Os professores desta escola foram à Praça da Piedade protestar, e no conjunto de queixas estão salários, precariedade das instalações físicas dos estabelecimentos e da falta de material de ensino. (GF-12)

Em outros termos, os professores protestam contra o regime de poder através de vários pontos de ataque, disseminados nos mesmos lugares onde ele se exerce, no cotidiano da escola. Esse protesto não é apenas em direção ao Estado ou ao grupo que está no poder, mas ao próprio poder, tal como se exerce, independente de o seu dirigente ser o governo estadual.

Na escola, o movimento, seja ativo ou passivo, acontece a partir mesmo do lugar onde os agentes escolares se encontram, pois ali funciona uma pluralidade do poder.
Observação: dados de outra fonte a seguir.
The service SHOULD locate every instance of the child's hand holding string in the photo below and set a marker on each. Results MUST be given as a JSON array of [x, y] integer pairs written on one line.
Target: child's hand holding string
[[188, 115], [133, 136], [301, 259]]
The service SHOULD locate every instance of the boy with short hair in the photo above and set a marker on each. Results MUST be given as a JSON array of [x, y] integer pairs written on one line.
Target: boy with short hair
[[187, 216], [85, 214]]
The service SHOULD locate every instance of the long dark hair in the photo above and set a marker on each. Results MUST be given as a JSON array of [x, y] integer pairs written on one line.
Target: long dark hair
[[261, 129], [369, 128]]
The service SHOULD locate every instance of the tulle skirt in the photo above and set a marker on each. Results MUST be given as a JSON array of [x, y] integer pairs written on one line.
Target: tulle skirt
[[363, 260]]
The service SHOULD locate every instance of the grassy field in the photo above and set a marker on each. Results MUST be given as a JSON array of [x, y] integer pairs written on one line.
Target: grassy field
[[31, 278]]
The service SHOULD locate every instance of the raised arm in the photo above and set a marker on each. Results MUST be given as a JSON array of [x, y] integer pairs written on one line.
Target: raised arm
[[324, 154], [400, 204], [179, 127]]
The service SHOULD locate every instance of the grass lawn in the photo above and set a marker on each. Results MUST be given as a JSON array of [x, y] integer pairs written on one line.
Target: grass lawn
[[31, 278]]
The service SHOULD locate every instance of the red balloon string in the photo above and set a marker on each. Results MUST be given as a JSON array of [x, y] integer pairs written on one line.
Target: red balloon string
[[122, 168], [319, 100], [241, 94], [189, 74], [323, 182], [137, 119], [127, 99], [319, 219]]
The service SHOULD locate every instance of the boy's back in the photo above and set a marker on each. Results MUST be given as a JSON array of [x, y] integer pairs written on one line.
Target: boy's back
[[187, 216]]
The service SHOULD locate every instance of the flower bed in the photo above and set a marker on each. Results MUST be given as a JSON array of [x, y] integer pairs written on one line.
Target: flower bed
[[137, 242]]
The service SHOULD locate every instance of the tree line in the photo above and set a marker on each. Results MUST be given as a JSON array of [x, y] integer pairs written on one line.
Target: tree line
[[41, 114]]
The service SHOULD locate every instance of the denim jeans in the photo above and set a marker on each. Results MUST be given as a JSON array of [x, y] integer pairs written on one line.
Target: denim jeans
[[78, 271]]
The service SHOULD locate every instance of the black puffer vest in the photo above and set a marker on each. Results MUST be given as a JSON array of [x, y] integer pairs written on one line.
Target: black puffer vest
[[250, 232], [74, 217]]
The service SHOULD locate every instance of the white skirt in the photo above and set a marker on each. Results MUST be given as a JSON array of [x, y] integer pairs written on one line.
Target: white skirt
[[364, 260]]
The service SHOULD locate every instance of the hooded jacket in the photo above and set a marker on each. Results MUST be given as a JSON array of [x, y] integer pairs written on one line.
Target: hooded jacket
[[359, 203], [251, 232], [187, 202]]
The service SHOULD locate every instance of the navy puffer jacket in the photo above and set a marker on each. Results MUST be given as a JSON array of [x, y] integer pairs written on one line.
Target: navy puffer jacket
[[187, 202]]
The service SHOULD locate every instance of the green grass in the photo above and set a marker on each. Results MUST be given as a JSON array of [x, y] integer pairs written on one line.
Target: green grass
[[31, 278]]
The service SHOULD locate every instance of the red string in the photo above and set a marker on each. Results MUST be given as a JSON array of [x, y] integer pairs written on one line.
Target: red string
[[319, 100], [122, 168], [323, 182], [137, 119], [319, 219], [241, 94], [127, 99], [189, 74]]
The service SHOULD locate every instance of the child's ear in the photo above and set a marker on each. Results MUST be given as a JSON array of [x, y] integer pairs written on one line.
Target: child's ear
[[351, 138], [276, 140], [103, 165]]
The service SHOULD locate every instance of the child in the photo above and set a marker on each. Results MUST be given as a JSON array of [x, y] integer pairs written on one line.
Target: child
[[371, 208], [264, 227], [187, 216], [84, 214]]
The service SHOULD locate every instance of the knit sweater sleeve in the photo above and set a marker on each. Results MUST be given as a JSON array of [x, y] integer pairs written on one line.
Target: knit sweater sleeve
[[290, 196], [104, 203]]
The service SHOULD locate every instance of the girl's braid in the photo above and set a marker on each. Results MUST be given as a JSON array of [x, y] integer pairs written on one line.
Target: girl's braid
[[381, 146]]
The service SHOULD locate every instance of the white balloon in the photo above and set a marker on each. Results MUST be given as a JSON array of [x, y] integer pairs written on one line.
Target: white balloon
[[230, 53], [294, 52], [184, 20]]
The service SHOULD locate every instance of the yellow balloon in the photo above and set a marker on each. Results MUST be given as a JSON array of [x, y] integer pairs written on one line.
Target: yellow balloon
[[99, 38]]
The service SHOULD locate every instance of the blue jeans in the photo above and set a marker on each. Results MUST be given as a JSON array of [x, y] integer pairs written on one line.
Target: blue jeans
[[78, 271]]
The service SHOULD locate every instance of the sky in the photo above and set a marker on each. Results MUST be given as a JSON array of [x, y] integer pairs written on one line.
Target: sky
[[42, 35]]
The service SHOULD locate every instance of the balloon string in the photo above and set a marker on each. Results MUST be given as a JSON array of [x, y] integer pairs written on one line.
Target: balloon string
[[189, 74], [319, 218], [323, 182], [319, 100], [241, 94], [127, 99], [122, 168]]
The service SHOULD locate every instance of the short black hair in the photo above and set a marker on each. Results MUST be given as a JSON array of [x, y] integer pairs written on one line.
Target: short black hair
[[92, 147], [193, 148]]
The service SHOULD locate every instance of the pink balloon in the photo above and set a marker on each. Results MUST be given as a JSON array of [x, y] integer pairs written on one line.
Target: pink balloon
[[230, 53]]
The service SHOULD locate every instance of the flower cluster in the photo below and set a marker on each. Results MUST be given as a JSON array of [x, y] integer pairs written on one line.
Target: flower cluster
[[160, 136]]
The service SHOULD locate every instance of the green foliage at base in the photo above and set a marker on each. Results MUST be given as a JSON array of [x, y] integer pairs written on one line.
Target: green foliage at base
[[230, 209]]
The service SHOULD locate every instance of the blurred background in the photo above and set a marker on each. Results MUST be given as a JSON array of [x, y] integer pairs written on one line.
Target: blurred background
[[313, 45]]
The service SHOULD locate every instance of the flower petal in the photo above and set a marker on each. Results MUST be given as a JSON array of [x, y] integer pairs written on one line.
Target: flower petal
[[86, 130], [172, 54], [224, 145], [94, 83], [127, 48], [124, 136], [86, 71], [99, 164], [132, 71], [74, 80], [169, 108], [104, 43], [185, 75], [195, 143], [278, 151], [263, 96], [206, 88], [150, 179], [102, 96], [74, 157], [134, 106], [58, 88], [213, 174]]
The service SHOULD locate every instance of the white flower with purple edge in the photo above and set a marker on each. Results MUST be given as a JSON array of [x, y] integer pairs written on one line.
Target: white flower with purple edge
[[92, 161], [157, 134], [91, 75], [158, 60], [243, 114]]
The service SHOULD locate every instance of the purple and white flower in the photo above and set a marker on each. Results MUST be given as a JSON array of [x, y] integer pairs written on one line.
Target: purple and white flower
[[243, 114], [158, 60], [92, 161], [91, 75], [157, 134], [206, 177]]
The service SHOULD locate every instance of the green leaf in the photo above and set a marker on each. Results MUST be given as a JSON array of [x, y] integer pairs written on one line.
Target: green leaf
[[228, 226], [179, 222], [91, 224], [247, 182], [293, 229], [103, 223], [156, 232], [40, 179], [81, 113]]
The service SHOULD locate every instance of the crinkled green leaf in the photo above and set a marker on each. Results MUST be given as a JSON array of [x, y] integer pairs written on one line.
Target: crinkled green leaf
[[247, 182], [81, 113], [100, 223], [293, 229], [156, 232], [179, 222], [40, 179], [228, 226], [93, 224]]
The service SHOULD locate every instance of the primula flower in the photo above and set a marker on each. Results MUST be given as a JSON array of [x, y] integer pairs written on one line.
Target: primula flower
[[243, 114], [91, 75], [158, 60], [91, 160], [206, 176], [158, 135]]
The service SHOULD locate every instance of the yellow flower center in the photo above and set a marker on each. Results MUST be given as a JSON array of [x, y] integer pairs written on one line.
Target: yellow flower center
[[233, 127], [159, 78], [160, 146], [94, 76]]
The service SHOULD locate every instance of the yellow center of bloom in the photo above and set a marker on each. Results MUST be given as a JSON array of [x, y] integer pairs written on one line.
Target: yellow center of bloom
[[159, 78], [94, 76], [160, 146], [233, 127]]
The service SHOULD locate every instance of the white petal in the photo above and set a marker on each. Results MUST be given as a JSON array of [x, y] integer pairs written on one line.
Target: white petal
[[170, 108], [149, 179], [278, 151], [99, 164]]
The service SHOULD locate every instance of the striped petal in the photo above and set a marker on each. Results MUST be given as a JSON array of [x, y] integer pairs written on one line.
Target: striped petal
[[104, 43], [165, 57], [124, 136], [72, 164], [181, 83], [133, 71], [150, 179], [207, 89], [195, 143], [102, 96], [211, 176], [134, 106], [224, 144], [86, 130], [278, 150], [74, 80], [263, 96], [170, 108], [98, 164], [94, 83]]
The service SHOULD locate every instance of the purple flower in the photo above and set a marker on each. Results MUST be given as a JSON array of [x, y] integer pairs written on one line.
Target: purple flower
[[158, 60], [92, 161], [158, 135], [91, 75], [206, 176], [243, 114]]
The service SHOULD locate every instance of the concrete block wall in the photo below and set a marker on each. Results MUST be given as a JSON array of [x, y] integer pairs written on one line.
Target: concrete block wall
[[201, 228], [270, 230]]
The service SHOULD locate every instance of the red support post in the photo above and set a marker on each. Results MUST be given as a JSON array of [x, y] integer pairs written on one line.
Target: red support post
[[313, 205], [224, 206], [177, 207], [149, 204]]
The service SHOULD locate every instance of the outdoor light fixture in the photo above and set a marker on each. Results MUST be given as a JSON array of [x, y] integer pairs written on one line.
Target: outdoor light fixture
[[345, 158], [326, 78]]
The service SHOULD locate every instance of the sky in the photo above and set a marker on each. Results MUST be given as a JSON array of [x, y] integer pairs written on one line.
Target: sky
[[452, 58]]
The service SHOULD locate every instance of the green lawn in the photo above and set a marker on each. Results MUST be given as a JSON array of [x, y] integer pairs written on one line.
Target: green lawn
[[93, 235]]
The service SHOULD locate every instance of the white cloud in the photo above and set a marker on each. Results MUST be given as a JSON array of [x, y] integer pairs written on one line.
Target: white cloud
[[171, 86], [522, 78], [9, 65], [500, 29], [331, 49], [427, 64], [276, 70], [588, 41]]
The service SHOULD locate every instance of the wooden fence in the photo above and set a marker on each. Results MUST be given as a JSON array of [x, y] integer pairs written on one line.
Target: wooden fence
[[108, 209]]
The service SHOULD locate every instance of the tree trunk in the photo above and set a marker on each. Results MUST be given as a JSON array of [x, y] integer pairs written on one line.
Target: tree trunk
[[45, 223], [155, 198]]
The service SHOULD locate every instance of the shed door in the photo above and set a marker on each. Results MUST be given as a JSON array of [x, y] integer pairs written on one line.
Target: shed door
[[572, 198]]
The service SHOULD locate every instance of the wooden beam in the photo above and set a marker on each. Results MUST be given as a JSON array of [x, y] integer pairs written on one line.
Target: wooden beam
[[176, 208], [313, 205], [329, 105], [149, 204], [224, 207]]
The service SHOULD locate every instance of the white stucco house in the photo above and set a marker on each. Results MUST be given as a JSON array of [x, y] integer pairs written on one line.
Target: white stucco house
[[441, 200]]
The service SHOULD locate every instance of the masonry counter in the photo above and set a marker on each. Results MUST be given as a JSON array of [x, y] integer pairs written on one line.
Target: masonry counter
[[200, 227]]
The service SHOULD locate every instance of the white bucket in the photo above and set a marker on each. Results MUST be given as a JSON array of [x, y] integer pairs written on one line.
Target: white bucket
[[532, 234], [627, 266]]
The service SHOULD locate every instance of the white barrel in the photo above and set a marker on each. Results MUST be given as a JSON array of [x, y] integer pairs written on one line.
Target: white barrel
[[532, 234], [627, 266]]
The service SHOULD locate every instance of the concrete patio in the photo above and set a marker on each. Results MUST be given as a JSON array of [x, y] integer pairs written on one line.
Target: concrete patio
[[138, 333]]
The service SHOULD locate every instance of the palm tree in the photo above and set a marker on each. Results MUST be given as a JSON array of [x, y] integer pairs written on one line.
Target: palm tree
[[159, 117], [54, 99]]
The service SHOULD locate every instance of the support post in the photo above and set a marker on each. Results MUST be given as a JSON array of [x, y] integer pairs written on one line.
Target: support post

Entretanto, as lutas, em torno dos problemas enfrentados pela escola, são plenamente sociais, pelo fato de estarem voltadas também "para fora", estabelecendo novos canais de visibilidade na sociedade da qual fazem parte:

A manifestação na Praça da Piedade contou com a presença dos professores, mas também dos alunos dos diversos colégios da rede estadual de ensino de Salvador, para protestar sobre os problemas das escolas na rua (GF-12).

Pais de aluno também estavam presentes e mobilizados na manifestação da piedade, para impedir que as aulas fossem paralisadas por conta da falta de condições de infra-estrutura (GF-12)

No interior da escola e fora dela, essas lutas reivindicatórias apontam potencialidades da ação coletiva constituída pela ação conjunta de professores, alunos, funcionários e pais de alunos, através do jogo mútuo das práticas coletivas. Essas lutas são fundadas numa dimensão estratégica da ação coletiva, que não é apenas corporativa, como faz crer a opinião pública, que rotula a dimensão política da contestação dos professores, com interesses corporativos, para que seus direitos se façam valer.

As formas de luta que ocorrem na escola são demarcadoras do grau de intensidade de determinados protestos e revoltas, comumente percebidas em termos de negação: resistir quer, simplesmente, dizer não. Na analítica foucaultiana, a resistência segue um processo de criação, apenas existem por estarem onde está o poder. Foucault reforça que a efetividade da resistência ocorre porque ela funciona em todos os níveis do poder, atingindo-o em sua operação e funcionamento, e a sua eficácia se encontra, justamente, por residir no mesmo terreno das relações de poder. Nesse caso, temos que atentar para o que há de específico na forma estratégica, que recobre os processos de luta, construídos a partir de situações dadas, em termos de resistências imediatas que não obedecem a um calendário hierárquico definidor de sua posição, já que é potencialmente presente e infinitamente aberta.